Hendrik B., 42 Jahre alt, ist Chefkoch in einem gut besuchten Restaurant in einer deutschen Großstadt. Auf dem Papier verdient er gut – brutto 3.800 Euro im Monat plus Trinkgeldanteile. „Früher hätte ich gesagt: Das ist mehr als genug“, sagt er. „Heute fühlt es sich an, als ob ich trotzdem ständig zu wenig habe.“
Hendrik lebt allein, arbeitet 50 bis 60 Stunden die Woche, oft an Wochenenden und Feiertagen. Er liebt seinen Beruf – aber mittlerweile stellt er sich die Frage, wie lange er das durchhält. Denn trotz des soliden Einkommens bleibt am Monatsende oft kaum etwas übrig.

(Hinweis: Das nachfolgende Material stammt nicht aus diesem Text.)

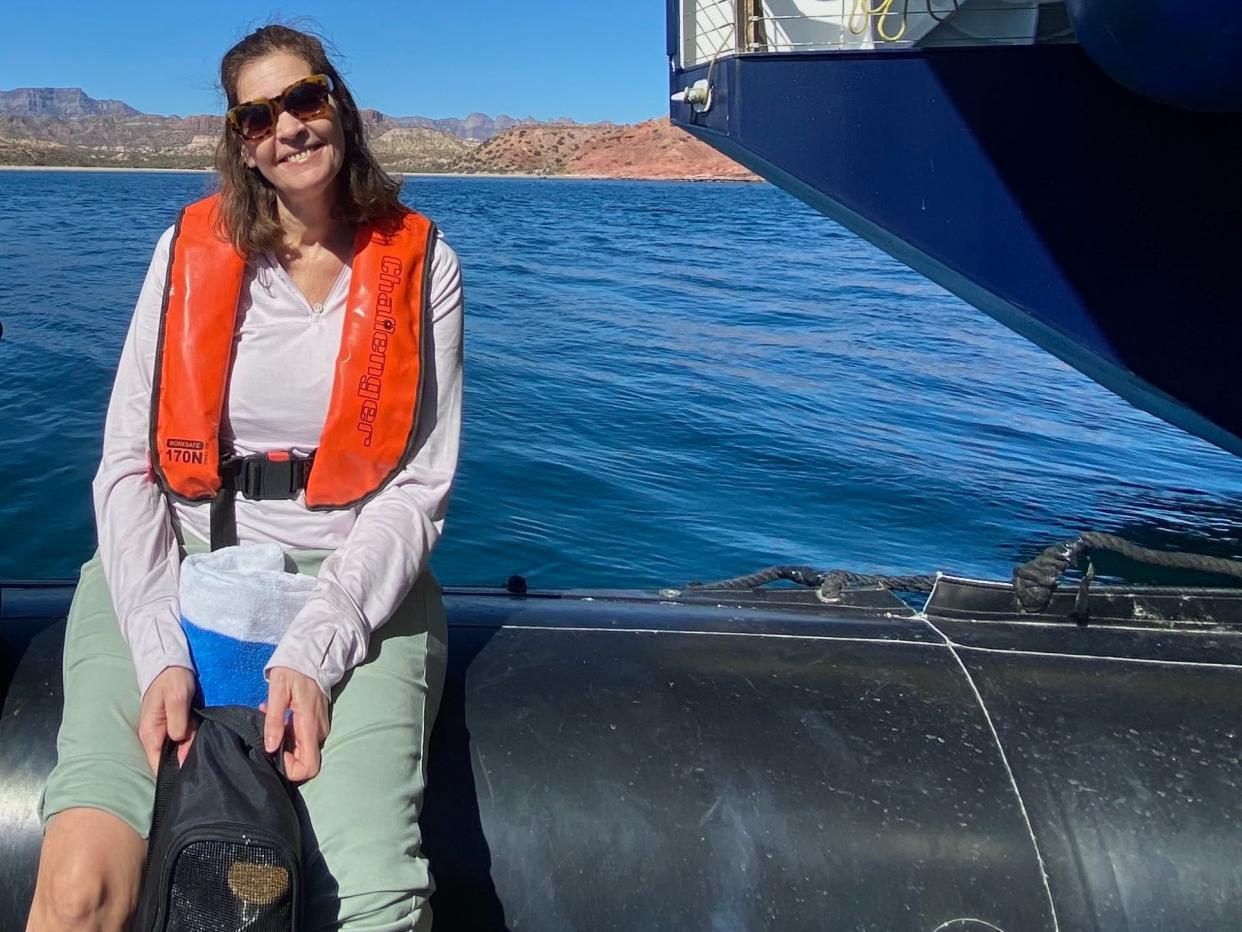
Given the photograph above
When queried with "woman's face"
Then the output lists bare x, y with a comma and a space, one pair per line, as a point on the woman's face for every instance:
299, 159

Hohes Gehalt – hohe Kosten
„Die Miete für meine kleine Zwei-Zimmer-Wohnung liegt mittlerweile bei 1.180 Euro warm. Vor zehn Jahren hätte ich das für eine Luxuswohnung gehalten“, erzählt Hendrik. Dazu kommen gestiegene Energiepreise, teurere Lebensmittel und hohe Beiträge für Versicherungen und Altersvorsorge. „Ich zahle über 400 Euro im Monat allein für gesetzliche Krankenversicherung und Steuern. Wenn dann noch Auto, Handy, Einkäufe und Notfälle dazukommen – bleibt nichts.“
Was ihn besonders frustriert: „Ich bin einer von denen, die eigentlich alles richtig gemacht haben. Ich habe mich hochgearbeitet, zahle in die Systeme ein, arbeite hart. Und trotzdem fühle ich mich oft, als ob ich auf der Stelle trete.“
Emotionale Erschöpfung trotz Berufsstolz
Kochen ist für Hendrik nicht nur ein Job, sondern Leidenschaft. „Ich liebe es, Menschen mit gutem Essen glücklich zu machen. Aber inzwischen frage ich mich, was das alles bringt, wenn ich selbst dabei leerlaufe.“ Die ständige Anspannung, das Gefühl, wirtschaftlich keine Sicherheit aufzubauen, belastet ihn psychisch.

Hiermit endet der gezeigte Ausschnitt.